These factors make predicting how long it will take to get packets back from a server difficult. Because of varying latency, video can take a long time to start playing; fast-forward and rewind features can be slow and clunky; and video can pause, stutter, skip, and stop altogether.

Bandwidth Variation

Another factor on the Internet is the variability of bandwidth. With broadcast media, such as radio or television, as well as telephones, the bandwidth is always the same—just enough to carry the channel or the conversation. There is no wasted bandwidth; the size of the channel is just enough to carry the data. It was designed to be that way.

Because the Internet is designed to allow different computers of different speeds and different channel sizes communicate, it is possible to have bottlenecks, not just due to traffic that the size of the channel varies from sender to receiver.
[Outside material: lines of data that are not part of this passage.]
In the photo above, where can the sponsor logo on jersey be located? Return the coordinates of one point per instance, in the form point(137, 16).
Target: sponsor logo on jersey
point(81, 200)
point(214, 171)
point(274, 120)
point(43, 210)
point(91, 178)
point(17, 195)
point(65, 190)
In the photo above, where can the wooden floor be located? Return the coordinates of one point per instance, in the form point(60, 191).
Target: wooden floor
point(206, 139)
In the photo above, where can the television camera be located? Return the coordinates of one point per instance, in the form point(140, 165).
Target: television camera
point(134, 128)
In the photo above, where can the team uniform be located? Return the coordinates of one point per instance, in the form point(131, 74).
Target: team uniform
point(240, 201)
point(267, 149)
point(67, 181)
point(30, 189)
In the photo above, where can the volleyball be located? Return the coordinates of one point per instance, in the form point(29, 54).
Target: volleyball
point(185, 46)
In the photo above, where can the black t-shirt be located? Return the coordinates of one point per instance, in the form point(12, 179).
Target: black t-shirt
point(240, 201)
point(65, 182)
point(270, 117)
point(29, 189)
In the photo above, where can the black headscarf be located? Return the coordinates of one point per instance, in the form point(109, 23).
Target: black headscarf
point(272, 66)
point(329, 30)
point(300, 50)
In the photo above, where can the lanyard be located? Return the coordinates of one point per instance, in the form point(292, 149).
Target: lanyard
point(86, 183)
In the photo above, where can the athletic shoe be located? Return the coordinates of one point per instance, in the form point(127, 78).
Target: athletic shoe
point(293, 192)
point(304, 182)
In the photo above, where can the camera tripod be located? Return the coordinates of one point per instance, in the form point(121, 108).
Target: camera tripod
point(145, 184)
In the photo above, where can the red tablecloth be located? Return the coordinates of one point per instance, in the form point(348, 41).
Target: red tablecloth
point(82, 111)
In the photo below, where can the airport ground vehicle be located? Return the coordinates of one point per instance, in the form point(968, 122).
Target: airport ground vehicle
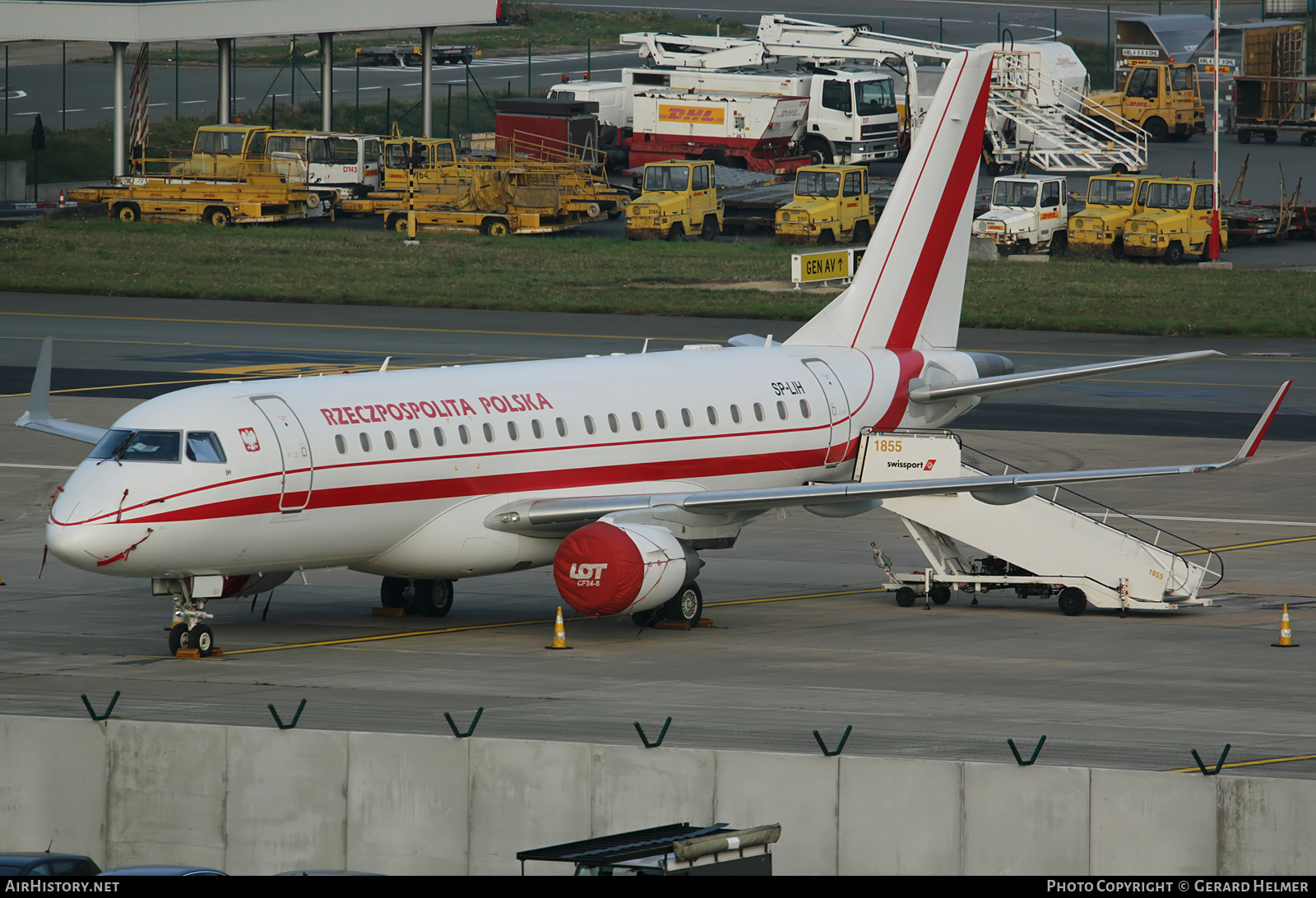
point(1028, 215)
point(411, 54)
point(1111, 201)
point(249, 192)
point(1162, 100)
point(339, 166)
point(616, 470)
point(1035, 102)
point(831, 206)
point(1175, 220)
point(681, 197)
point(24, 863)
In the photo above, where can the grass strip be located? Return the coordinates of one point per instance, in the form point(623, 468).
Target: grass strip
point(585, 274)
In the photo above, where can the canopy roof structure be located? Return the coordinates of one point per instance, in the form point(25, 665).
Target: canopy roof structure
point(194, 20)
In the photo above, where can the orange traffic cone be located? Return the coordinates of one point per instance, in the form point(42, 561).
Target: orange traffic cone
point(1286, 636)
point(559, 633)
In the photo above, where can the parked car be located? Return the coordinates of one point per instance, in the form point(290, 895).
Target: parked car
point(39, 863)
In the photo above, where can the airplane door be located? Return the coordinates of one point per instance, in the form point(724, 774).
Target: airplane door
point(839, 410)
point(294, 449)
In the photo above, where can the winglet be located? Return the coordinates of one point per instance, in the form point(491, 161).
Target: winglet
point(1249, 445)
point(37, 416)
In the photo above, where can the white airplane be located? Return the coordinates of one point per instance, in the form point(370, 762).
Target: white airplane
point(616, 470)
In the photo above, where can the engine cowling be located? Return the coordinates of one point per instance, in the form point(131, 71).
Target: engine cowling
point(607, 567)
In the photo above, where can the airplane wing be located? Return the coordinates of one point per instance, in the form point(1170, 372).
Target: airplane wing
point(928, 392)
point(544, 515)
point(37, 416)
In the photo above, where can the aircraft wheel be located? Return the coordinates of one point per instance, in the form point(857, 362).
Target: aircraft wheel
point(688, 604)
point(394, 593)
point(203, 640)
point(178, 637)
point(1073, 600)
point(433, 597)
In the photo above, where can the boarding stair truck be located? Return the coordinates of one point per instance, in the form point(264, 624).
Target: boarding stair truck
point(1162, 100)
point(1028, 215)
point(1111, 201)
point(1175, 220)
point(1059, 545)
point(681, 197)
point(1035, 105)
point(831, 206)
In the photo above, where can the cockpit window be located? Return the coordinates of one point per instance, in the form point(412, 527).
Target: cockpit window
point(203, 445)
point(138, 445)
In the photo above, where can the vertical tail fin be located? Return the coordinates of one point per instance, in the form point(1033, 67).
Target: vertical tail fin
point(911, 284)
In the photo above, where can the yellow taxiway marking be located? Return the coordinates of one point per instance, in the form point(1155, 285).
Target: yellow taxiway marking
point(1249, 764)
point(513, 623)
point(1248, 545)
point(344, 326)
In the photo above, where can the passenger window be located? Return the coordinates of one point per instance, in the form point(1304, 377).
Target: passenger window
point(204, 447)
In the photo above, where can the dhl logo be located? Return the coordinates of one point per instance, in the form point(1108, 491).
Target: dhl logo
point(691, 115)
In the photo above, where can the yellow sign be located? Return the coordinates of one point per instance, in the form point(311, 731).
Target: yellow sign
point(691, 115)
point(822, 266)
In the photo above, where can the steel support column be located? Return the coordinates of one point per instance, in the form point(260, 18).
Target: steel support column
point(427, 81)
point(327, 82)
point(118, 50)
point(225, 99)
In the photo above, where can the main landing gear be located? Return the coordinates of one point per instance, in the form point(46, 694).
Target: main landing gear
point(429, 598)
point(188, 632)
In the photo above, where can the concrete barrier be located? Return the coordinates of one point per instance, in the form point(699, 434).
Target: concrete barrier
point(256, 801)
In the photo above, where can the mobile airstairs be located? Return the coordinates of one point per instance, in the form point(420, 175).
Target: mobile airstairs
point(1063, 544)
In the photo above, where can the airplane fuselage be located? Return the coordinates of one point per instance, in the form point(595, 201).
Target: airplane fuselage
point(395, 473)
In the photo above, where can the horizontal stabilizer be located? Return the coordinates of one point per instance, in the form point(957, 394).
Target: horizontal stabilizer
point(37, 418)
point(928, 392)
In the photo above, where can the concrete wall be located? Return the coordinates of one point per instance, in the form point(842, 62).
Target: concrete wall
point(260, 801)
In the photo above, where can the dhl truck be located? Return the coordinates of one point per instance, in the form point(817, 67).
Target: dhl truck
point(1175, 220)
point(1161, 99)
point(831, 206)
point(1028, 214)
point(1111, 201)
point(679, 197)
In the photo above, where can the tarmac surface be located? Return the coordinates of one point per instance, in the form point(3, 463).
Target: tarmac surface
point(802, 640)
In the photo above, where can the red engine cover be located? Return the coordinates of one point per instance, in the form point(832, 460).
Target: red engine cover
point(599, 569)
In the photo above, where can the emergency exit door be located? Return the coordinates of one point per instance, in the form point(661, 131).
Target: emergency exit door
point(294, 449)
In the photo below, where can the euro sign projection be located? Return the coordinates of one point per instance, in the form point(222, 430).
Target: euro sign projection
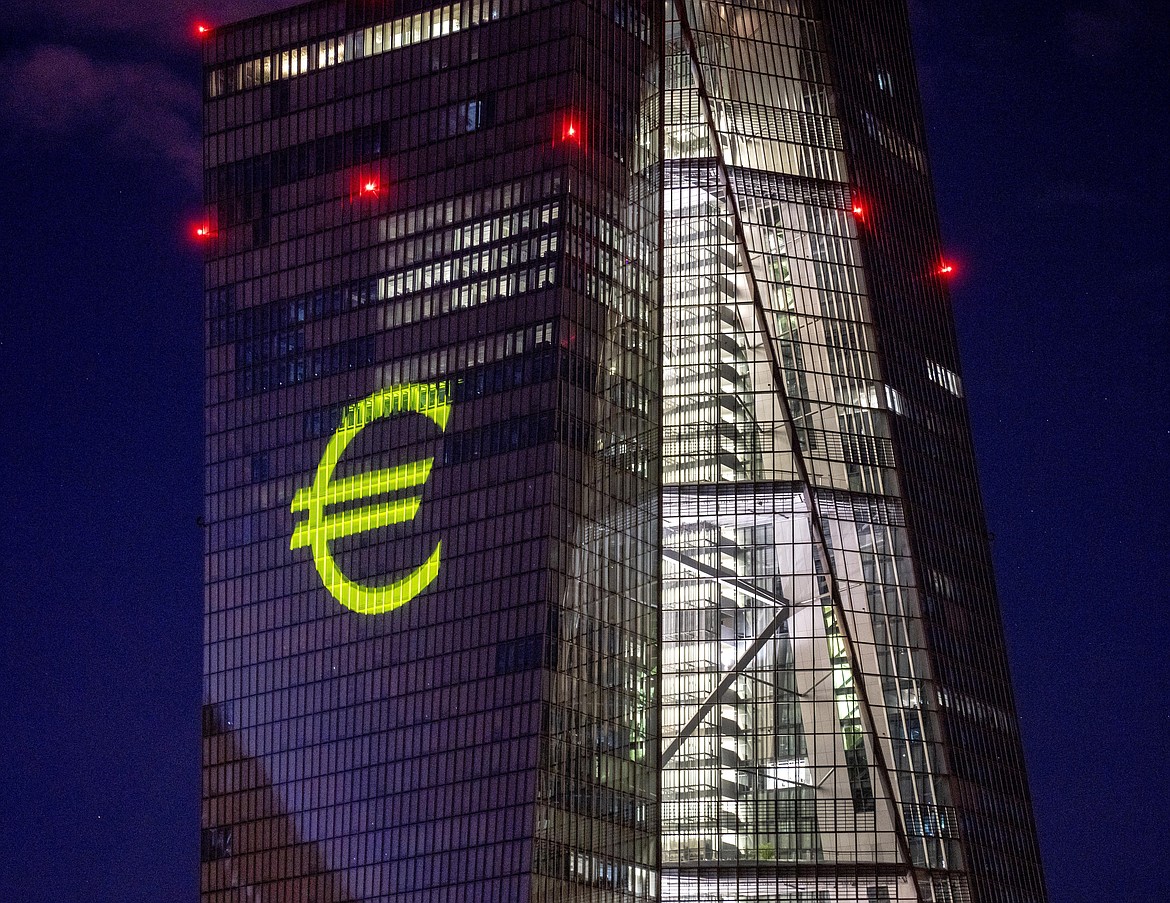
point(338, 497)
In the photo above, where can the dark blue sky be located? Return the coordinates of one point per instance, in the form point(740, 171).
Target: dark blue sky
point(1045, 126)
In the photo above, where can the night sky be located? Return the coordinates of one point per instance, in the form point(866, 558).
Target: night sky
point(1046, 129)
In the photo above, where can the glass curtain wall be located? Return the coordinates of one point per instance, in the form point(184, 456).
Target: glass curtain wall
point(799, 751)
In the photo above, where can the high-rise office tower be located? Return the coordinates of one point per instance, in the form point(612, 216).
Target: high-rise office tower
point(591, 508)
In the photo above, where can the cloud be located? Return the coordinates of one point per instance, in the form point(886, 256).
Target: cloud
point(136, 110)
point(163, 22)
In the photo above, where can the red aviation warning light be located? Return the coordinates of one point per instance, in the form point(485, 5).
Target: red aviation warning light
point(367, 184)
point(570, 130)
point(202, 232)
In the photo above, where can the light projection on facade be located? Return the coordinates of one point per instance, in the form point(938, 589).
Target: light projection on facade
point(319, 529)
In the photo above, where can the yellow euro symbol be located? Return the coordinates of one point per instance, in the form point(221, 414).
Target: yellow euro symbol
point(318, 530)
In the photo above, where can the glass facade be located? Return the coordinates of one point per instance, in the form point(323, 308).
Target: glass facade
point(591, 511)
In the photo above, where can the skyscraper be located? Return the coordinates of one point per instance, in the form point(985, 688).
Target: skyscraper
point(590, 498)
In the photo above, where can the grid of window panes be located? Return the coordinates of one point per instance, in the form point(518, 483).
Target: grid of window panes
point(882, 131)
point(421, 215)
point(769, 716)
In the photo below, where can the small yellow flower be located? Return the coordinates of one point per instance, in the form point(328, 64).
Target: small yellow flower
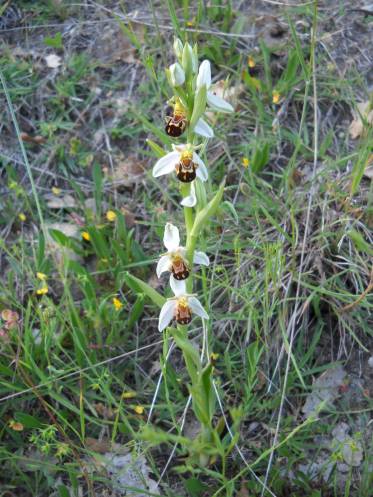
point(42, 291)
point(111, 216)
point(128, 395)
point(62, 450)
point(15, 425)
point(117, 304)
point(276, 97)
point(138, 409)
point(56, 191)
point(245, 162)
point(251, 62)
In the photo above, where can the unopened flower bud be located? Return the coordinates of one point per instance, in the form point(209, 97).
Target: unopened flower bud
point(177, 75)
point(178, 48)
point(187, 59)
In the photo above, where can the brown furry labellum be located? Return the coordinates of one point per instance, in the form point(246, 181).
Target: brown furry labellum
point(175, 126)
point(179, 269)
point(186, 169)
point(183, 313)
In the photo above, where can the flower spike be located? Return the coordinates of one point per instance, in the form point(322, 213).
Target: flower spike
point(180, 307)
point(174, 260)
point(187, 164)
point(204, 78)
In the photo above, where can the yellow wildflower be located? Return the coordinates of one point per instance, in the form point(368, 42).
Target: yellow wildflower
point(117, 304)
point(111, 216)
point(62, 450)
point(15, 425)
point(245, 162)
point(128, 395)
point(276, 97)
point(42, 291)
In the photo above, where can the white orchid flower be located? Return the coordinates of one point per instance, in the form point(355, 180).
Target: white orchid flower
point(204, 78)
point(174, 260)
point(177, 74)
point(203, 129)
point(184, 161)
point(180, 307)
point(191, 199)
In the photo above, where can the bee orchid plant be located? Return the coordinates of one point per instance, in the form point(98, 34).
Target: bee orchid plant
point(187, 124)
The Internet link for a major website's hosting provider might be excellent. The links between the host's ISP and its branch in a particular city might be high-capacity. However, the Internet link provided by a small ISP to the end user might be very small due to oversubscription. If that Internet provider has incurred a good deal of customer growth without upgrading its own connection to the Internet backbone, the potentially high-bandwidth connection from the website host is lowered to the slowest intermediate link in the chain. In other words, the bandwidth between a website and a client is no faster than its slowest link.

NOTE

Fundamentally, the Internet is far better suited for sending web pages than real-time media because web pages are far smaller and far less sensitive to delays. There is not much difference between a one- and two-second delay in getting a web page, but a one-second pause in real-time video is unacceptable. The brute-force approach of keeping the bit rate of the video far below the maximum bandwidth of the Internet connection can be effective in getting Internet video to perform predictably.